Location: Commodity Utilization ResearchTitle: Chemical modifications of renewable cellulosic materials) Author
Submitted to: American Chemical Society Abstracts
Publication Type: Abstract only
Publication Acceptance Date: 10/24/2011
Publication Date: 2/15/2011
Citation: Cheng, H.N., Biswas, A. 2011. Chemical modifications of renewable cellulosic materials (abstracts). 241st American Chemical Society National Meeting. Paper No. CELL 184. Interpretive Summary:
Technical Abstract: In agriculture, there is a fair amount of byproducts and waste materials. These materials typically contain significant portions of cellulose and hemicellulose. A good opportunity is to take advantage of these relatively cheap renewable materials, carry out chemical reactions, and increase their value. An overview will be given in this presentation, showing several possible reactions.
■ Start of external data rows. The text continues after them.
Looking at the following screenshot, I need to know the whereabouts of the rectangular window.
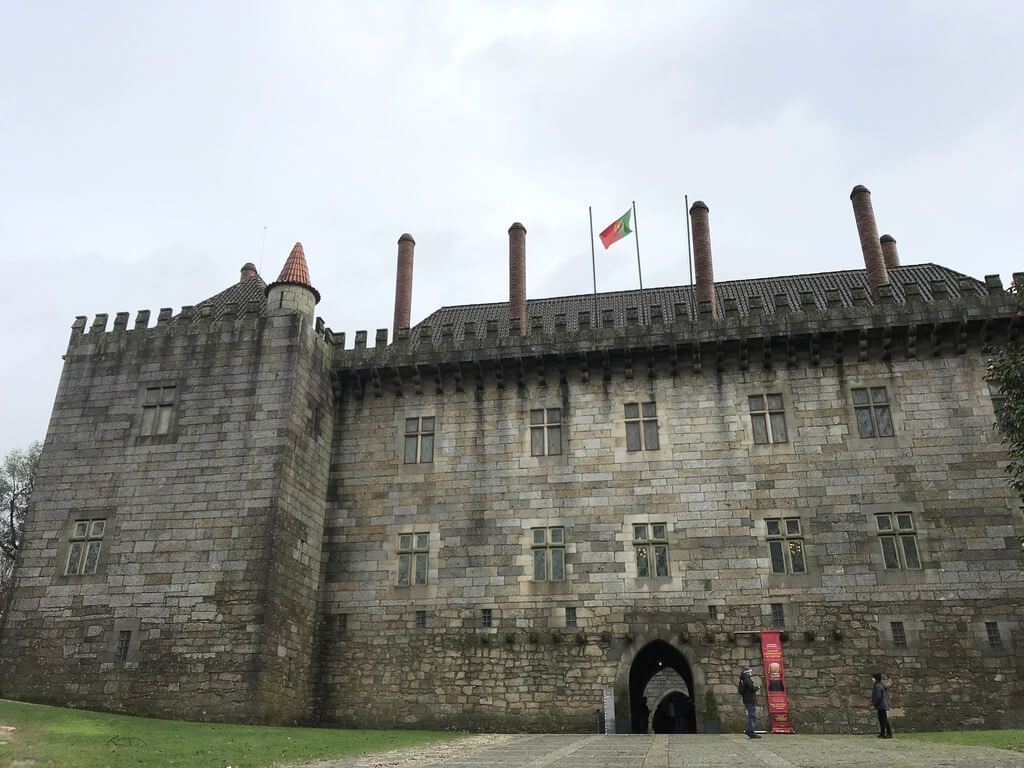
[988,382,1007,424]
[633,522,669,579]
[398,534,430,587]
[985,622,1002,650]
[139,387,177,437]
[406,416,434,464]
[531,526,565,582]
[65,519,106,575]
[529,408,562,456]
[874,512,921,570]
[889,622,906,648]
[852,387,893,437]
[117,630,131,662]
[626,402,658,451]
[746,392,790,444]
[765,517,807,573]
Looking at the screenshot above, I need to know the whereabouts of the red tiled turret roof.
[267,243,319,303]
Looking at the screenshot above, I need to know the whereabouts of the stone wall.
[0,311,331,720]
[321,351,1024,730]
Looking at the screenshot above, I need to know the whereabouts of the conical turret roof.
[266,243,319,303]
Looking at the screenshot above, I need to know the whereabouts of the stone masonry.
[0,219,1024,732]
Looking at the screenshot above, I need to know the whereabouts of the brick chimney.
[391,232,416,338]
[509,221,526,334]
[879,234,899,269]
[690,200,718,317]
[850,184,889,293]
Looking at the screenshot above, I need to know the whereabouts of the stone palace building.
[0,186,1024,732]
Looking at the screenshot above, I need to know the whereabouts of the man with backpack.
[736,667,761,738]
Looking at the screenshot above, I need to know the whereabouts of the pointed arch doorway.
[615,639,703,733]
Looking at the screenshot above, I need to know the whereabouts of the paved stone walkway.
[308,735,1024,768]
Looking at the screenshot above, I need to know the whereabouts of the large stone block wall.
[0,315,330,720]
[319,352,1024,730]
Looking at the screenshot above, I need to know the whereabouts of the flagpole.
[683,195,693,319]
[587,206,600,328]
[633,200,647,326]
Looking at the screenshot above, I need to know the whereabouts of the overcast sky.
[0,0,1024,455]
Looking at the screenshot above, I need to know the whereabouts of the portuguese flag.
[598,211,633,251]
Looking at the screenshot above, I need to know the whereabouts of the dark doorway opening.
[630,640,697,733]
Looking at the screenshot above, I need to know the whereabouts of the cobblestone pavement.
[306,735,1024,768]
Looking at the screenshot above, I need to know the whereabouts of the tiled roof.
[196,269,266,319]
[418,264,986,338]
[269,243,319,303]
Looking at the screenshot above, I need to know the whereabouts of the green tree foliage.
[0,442,43,606]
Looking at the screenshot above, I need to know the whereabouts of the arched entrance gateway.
[615,639,703,733]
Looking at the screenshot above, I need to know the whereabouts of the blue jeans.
[745,701,758,736]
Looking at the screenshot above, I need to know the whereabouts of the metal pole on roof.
[633,200,647,326]
[683,195,693,314]
[587,206,598,328]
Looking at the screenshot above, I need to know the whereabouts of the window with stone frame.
[765,517,807,573]
[985,622,1002,650]
[115,630,131,662]
[138,386,177,437]
[986,381,1007,422]
[398,534,430,587]
[530,525,565,582]
[65,518,106,575]
[404,416,434,464]
[850,387,894,437]
[625,402,658,452]
[529,408,562,456]
[889,622,907,648]
[633,522,669,579]
[874,512,921,570]
[746,392,790,445]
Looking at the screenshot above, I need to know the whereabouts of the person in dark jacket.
[871,672,893,738]
[736,667,761,738]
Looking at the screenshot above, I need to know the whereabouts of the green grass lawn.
[898,728,1024,752]
[0,699,459,768]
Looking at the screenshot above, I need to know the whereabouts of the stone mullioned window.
[531,526,565,582]
[404,416,434,464]
[765,517,807,573]
[398,534,430,587]
[65,518,106,575]
[138,386,177,437]
[874,512,921,570]
[746,392,790,445]
[633,522,669,579]
[851,387,894,437]
[625,402,659,452]
[529,408,562,456]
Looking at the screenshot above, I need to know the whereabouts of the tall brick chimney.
[879,234,899,269]
[391,232,416,338]
[690,200,718,317]
[509,221,526,334]
[850,184,889,293]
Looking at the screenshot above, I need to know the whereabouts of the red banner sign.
[761,632,793,733]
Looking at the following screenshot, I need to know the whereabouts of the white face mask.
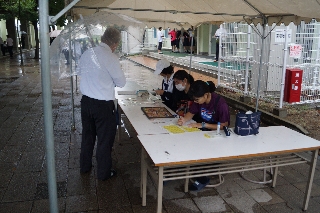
[176,84,186,91]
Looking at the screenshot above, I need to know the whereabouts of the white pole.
[39,0,58,213]
[244,24,251,94]
[279,26,289,109]
[312,29,320,89]
[216,33,222,86]
[256,22,266,112]
[189,35,193,74]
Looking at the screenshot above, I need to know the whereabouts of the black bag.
[234,112,261,136]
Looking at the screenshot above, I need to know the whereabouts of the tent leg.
[256,22,266,112]
[39,0,58,213]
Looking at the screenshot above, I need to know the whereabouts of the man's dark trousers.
[80,95,117,180]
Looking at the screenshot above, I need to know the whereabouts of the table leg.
[140,148,147,206]
[184,166,190,192]
[157,166,163,213]
[272,167,279,188]
[303,149,319,211]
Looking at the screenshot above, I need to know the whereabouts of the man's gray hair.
[101,27,121,46]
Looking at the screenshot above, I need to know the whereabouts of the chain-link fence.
[219,22,320,103]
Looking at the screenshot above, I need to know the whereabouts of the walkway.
[0,52,320,213]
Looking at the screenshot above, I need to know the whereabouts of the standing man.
[157,27,164,54]
[0,37,6,56]
[79,27,126,180]
[7,35,13,58]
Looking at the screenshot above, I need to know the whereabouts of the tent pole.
[39,0,58,213]
[256,21,267,112]
[279,26,289,109]
[216,33,222,86]
[68,16,75,131]
[189,36,193,74]
[49,0,81,25]
[244,24,251,95]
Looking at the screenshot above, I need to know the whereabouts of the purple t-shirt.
[189,92,230,125]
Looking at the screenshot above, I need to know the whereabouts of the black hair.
[173,70,194,84]
[161,65,173,75]
[188,80,216,99]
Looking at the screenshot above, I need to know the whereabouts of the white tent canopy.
[73,0,320,27]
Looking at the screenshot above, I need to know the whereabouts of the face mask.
[176,84,186,91]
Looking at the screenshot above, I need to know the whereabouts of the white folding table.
[138,126,320,213]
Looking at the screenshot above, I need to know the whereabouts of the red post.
[283,69,303,103]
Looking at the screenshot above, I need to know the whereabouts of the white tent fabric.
[73,0,320,27]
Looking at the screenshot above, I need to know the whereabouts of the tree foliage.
[0,0,39,21]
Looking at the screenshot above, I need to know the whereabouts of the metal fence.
[219,21,320,104]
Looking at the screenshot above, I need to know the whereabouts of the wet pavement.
[0,51,320,213]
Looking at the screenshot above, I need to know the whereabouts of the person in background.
[7,35,13,58]
[154,59,177,109]
[79,27,126,180]
[169,28,176,52]
[157,27,164,54]
[0,37,6,56]
[182,30,190,53]
[178,80,230,191]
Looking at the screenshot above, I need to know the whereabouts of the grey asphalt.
[0,51,320,213]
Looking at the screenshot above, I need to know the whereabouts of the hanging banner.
[274,29,292,43]
[289,44,302,58]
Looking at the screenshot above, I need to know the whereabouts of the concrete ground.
[0,51,320,213]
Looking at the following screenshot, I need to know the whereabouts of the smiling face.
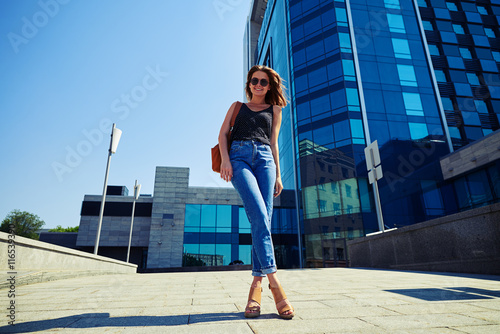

A particular example is given of the use of cotton burr and cottonseed hull, which are byproducts of the cotton process. They contain 28-34% cellulose, 6-25% hemicellulose, 17-21% lignin, and lesser amounts of protein and oil. These cotton byproducts can swell in aqueous NaOH-isopropanol solutions at high pH, in which state they become susceptible to reaction with sodium monochloroacetate. Part of these cotton byproducts can be converted into soluble products, consisting mostly of carboxymethyl xylan and carboxymethyl cellulose. These materials are soluble in water and form films when dried. NMR has been used to characterize these materials.